The FTC SilverPush Warning Letters
As I described in a recent blog post, I recently submitted a Freedom of Information Act (FOIA) request to the Federal Trade Commission (FTC) for more information on the recipients of the warning letters they sent to Android app developers found to be using the SilverPush toolkit, which tracks inaudible audio beacons embedded in TV broadcasts for cross-device behavioral analysis. Several others and I studied SilverPush last November in response to FTC’s cross-device tracking workshop, and in particular the position paper submitted by the Center for Democracy and Technology (CDT).

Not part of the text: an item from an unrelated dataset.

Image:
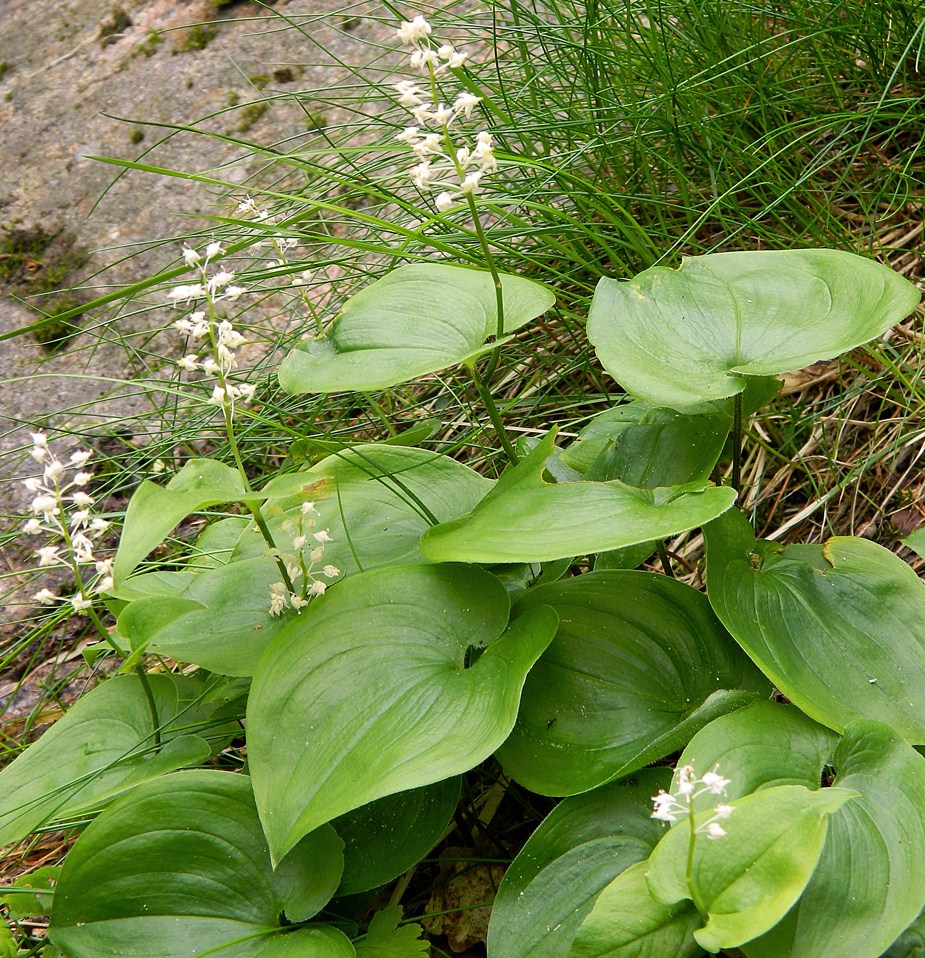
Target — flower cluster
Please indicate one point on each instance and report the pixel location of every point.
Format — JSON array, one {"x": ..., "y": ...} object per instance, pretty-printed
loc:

Following the announcement of the warning letters, I contacted Kristin Cohen of the FTC for more information, including the names of the warned parties, which she declined to provide, but acknowledged would probably be provided in response to a FOIA.
The FOIA response I received included copies of the letters themselves, which had the names of the apps and developers. SilverPush has told the FTC that no TV broadcasts aimed at US audiences contain their tracking beacons, but it is also of interest to know what sorts of apps are able to detect these beacons, in case that situation changes. Here’s a summary of the apps, along with a description of each and whether the app accesses the device’s microphone (which is needed to receive the beacon):
|Jayson Tamayo||Civil Service Reviewer Free||Training for Philippine civil service exam|
|Pinoy Henyo||Word guessing game|
|3S Studio / Sanjay Chadha||Fight TV India||Wrestling videos, apparently aimed at Indian market|
|Daily Current Affairs 2015-10||?||Preparation for Indian civil service exam? (can’t find specific app, but similar app uses microphone)|
|Rajesh Rishi||Fingerprint Applock||Appears to be “Fingerprint Applock (Real)” by Raja Gopal based on YouTube video|
|Make Money Apps / Yogesh Aggarwal Cpifbi||Free Recharge Swipe||Yes||Advertising/analytics app|
|Imran Khan||History GK||Education app focused on Indian exams|
|Mobext Philippines||Krispy Kreme Philippines||Yes||Philippine e-commerce app|
|WebApps World||Marathi Recipes||Recipes in Marathi language (spoken in western India)|
|Nganghu985||mPaisa: Get Free Recharge||Yes||India-focusecd advertising/analytics app|
|Photo studio apps||Photo Background Changer||Yes||Photo editor|
|AppLock, Inc.||Secret Applock||Yes*||Hides and locks installed apps.|
|Applock Theme – Galaxy||Yes*||Hides and locks installed apps|
|Apps Da Fun||99 Photo Effects + Frames||?||All Apps Da Fun apps are no longer in Google Play|
|Project D||Bird Up Up!||Yes||Game for kids|
Quite a few of the apps have been updated since the FTC warning letters were sent. It’s possible that the beacon capability has been removed from them, which might account for the number that do not access the microphone. Although not related to beacons, it was notable that the AppLock apps (marked Yes*) also had the capability to reroute outgoing calls, which doesn’t seem to be related to their function.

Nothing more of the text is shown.